The Italy-based team, backed by Russian businessman Oleg Tinkov, does not have a ProTour licence, but hopes to compete in most major races, as well as this year's Giro d'Italia.
Its been a long road back to professional cycling for American Tyler Hamilton.
On Tuesday he was introduced at a ceremony at Jazz House in Rome as the team leader of Tinkoff Credit Systems, a new Russian-Italian UCI Professional Continential team.
The 2004 Olympic gold medallist has been reinstated to the sport, having served a two-year suspension for blood doping, which expired in September 2006.
Hamilton tested positive for a blood transfusion at the 2004 Tour of Spain and the individual Olympic time trial champion was fired by his team, Phonak, shortly thereafter.
In April 2005, Hamilton was sentenced by the United States Anti-Doping Agency to the maximum of two years for a first-time offence.
A month later, he appealed the ruling to the Court of Arbitration for Sport but, after an adjournment to allow Hamilton to gather additional evidence, the Court dismissed his appeal in February 2006.
Hamilton's defence claimed that the UCI-sanctioned test was insufficiently validated (and may therefore have returned a false positive result) and that some of the agencies involved had concealed documents that would have supported his case.
He also maintained that, even if a foreign population of cells was present in his blood, the cells were naturally present and not the result of a transfusion.
On Tuesday, though, Hamilton was eager to put all of that behind him and concentrate on what impact he will have on his new team.
"So for me, I'll.....at the beginning of the year it'll be more just showing my experience to the younger riders and then, as I gain some form, as I get some races into my legs, it will be more goals of winning races.": Tyler Hamilton.
While Hamilton is clearly eager to put his doping ban behind him, the issue has left him with a lot of resentment.
"There's no real finality to it.
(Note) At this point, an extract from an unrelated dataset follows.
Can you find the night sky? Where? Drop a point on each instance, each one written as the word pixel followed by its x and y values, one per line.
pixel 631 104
The best I can say is I'm going to just put it behind me. I still have a lot of anger about the whole situation. But, at the moment, there is really nothing I can do. Really, you know, the best thing I can do now is just to look forward and Tinkoff Credit Systems wants me to look forward and it's the best thing I can do.": Tyler Hamilton.
Hamilton has signed a two-year contract with Tinkoff Credit Systems and they will expect him to produce the goods.
"Yeah, my role is the team leader, is one of the team leaders. You know, obviously, if somebody else is stronger than me, I'm the first to raise my hand and want to help out. You know, I've done that before. I've been a 'domestique' before and I have no problem doing it again. But, ideally, you know, they brought me into the team to be a team leader and to win races and that's what I plan to do.": Tyler Hamilton.
Hamilton revealed that he also has plans to defend his Olympic title in Beijing next year.
"Yeah, the next Olympics is next year, you know, so that's the plan, that's my goal. I've been to the last two Olympics and I'd like to go back and try to win a gold medal again.": Tyler Hamilton.
Hamilton isn't the only cyclist with a tainted past to have been linked with the Tinkoff Credit Systems team.
Owner Oleg Tinkov has confirmed media reports that he had tried to sign former Tour de France winner Jan Ullrich, who was linked to an anti-doping investigation in Spain.
The German does not have a professional cycling licence after being sacked by the T-Mobile team in July.